И они развелись, Эдвард-Сьюзен, Арнольд-Селена, и переженились – Арнольд-Сьюзен и чуть позже – Эдвард-Стефани, а Селена осталась в психиатрической лечебнице. Официально развод был полюбовный. Они вели себя вежливо и не затевали имущественных споров, но атмосфера была тягостная. С общением было тяжело, особенно после того, как она съехала.
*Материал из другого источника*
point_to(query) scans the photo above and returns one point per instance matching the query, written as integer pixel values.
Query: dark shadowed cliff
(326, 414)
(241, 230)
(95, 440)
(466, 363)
Когда они встретились в суде, ей показалось, что, хотя они и не успели поссориться, они все это время только и делали, что ссорились.

Настал черед новой романтический идиллии, второй в саге Сьюзен и последней. Новые воплощения старых форм скрадывали банальность. Дюны Индианы. Брукфилдский зоопарк. Музей науки и промышленности. Свобода показываться вместе прилюдно. Подарки, украшения и одежда. Гора с плеч – не судить о его работе и предвкушать его преуспеяние. Единственной ложкой дегтя была его философия секса и, может быть, еще недопонимание того, чего он ждет от жены. Она попросила его пересмотреть сексуальную философию. Легко, сказал он и заменил ее доктриной верности и правды. Его же матримониальные ожидания она уяснила себе путем проб и ошибок.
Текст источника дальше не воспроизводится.